Quale fattore è stato decisivo nel voto in Sardegna? Difficile trovare un minimo comune denominatore per semplificare l’esito di un’elezione decisa da circa 3mila voti a favore di Alessandra Todde, candidata del centrosinistra, nella sfida con Paolo Truzzu, sindaco di Cagliari di Fratelli d’Italia e uomo del centrodestra. “Più che di un trionfo del centrosinistra è giusto dire che si sia trattata di una sconfitta strategica della destra”, dice a True-News Alessandro Faggiano, caporedattore di Termometro Politico.
“Anzi”, aggiunge Faggiano, “possiamo realisticamente dire che si tratti della prima sconfitta strategica di Giorgia Meloni da settembre 2022 a oggi. La premier”, nota l’analista politico, “ha imposto il candidato, Paolo Truzzu, nonostante sapesse che era fragile e in crisi di consensi nella sua stessa città”, dove peraltro Todde ha vinto ampiamente. “E questo è risultato un errore decisivo. La volontà di far pesare in Sardegna, di fronte a un voto dove molto contavano le dinamiche locali, i rapporti di forza nazionali per sfilare la regione alla Lega non si è rivelata vincente”.
Come Todde ha vinto in Sardegna
La debolezza di Truzzu ha determinato la sconfitta “in un contesto dove invece il centrodestra ha saputo tenere a livello di lista. Ma Pd e Movimento Cinque Stelle hanno saputo scegliere un nome più forte, quello della Todde” che, aggiunge Faggiano, “ha saputo muoversi bene e meglio di Truzzu su un dossier caldo in queste settimane come quello dell’agricoltura“.

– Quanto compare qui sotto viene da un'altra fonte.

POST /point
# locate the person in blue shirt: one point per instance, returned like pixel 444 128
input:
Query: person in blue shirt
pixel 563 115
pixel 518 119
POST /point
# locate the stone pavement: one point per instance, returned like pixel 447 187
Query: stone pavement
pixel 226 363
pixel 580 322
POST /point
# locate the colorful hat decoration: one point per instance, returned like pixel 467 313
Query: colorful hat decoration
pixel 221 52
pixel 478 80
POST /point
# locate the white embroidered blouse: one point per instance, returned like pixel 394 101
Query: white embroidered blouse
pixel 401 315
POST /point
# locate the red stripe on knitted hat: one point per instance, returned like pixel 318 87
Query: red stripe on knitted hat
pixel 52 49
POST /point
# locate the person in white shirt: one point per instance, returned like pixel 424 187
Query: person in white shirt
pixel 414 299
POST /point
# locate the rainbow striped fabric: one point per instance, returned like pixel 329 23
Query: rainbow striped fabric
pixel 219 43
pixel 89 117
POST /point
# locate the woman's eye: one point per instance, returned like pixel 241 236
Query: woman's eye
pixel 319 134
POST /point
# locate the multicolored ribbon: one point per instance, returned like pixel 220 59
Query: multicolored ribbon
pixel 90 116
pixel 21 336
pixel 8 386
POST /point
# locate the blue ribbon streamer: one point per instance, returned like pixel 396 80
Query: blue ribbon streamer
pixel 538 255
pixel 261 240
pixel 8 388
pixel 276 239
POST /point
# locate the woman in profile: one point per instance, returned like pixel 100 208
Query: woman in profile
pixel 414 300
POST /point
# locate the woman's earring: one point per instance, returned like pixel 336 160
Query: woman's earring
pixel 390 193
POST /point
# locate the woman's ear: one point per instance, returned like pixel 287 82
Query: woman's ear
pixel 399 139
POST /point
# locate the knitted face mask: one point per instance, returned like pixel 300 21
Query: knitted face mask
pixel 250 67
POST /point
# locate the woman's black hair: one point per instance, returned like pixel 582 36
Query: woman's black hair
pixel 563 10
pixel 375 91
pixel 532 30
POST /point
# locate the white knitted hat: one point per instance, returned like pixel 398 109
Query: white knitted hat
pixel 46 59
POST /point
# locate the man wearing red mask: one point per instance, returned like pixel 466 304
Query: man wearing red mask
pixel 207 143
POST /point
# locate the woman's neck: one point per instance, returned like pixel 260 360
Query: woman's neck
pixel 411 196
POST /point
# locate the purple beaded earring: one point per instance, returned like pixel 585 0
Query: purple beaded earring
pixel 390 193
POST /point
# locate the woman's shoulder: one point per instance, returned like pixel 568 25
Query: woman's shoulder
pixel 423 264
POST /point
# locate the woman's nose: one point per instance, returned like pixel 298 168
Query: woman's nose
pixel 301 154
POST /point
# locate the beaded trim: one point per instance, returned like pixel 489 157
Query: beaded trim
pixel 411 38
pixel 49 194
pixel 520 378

Todde ha proposto una legge quadro sullo sviluppo agropastorale nell’Isola dei nuraghi, non si è sottratta al confronto pubblico, unica candidata presente assieme a Renato Soru, organizzato da Copagri, ha ricevuto gli assist di Elly Schlein e Giuseppe Conte che hanno attaccato Meloni e la giunta Solinas sull’agricoltura. Ha dunque beneficiato di quel vento positivo che nel 2019, sull’onda delle proteste per i prezzi del latte, premiò Christian Solinas.
“Ogni elemento può aver avuto un suo peso in una corsa decisa all’ultimo voto”, aggiunge Faggiano, “e bisogna ricordare che le dinamiche tra loro convergono a formare un vettore che punta in più direzioni. Al contempo, a cavallo tra questioni nazionali e locali”, nota Faggiano, “non può essere escluso che un ruolo possa esser stato giocato dal fermento sociale delle ultime settimane. Perché non pensare ad esempio che in Sardegna alcuni elettori non abbiano votato sulla scia dell’indignazione provocata dalla gestione reazionaria dell’ordine pubblico andata in scena in contesti come quello di Pisa”.
E ora l’Abruzzo…
In generale, aggiunge Faggiano, “Todde vince sulla scia di una mobilitazione dovuta all’effetto underdog, che rende possibile una rimonta tramite la mobilitazione di un elettorato che sente possibile la vittoria. Vedremo se questo effetto si riproporrà in Abruzzo, tra due settimane”.
In Abruzzo Luciano D’Amico sarà sostenuto da un campo “larghissimo” che a Pd, M5S e ecologisti vedrà sommarsi anche i centristi e partiti come Azione e Italia Viva. “Non è detto che questa sommatoria aiuti a prescindere”, nota Faggiano, “perché sarà necessario trovare quel minimo comune denominatore che è fondamentale per rendere coesa” una coalizione di questo tipo. L’avvicinamento Conte-Schlein e l’uso politico di fattori come la lotta alle disuguaglianze e l’ambientalismo in Sardegna “hanno aiutato a mobilitare l’elettorato. In Abruzzo il centrosinistra ha la possibilità di confermarsi ma molto è ancora in gioco”. Ogni voto è storia a sé. Specie alle Regionali. Dove le dinamiche nazionali chiamano sicuramente alle urne. Ma ogni risultato è, prima di tutto, figlio del territorio. Come del resto il successo di Todde conferma.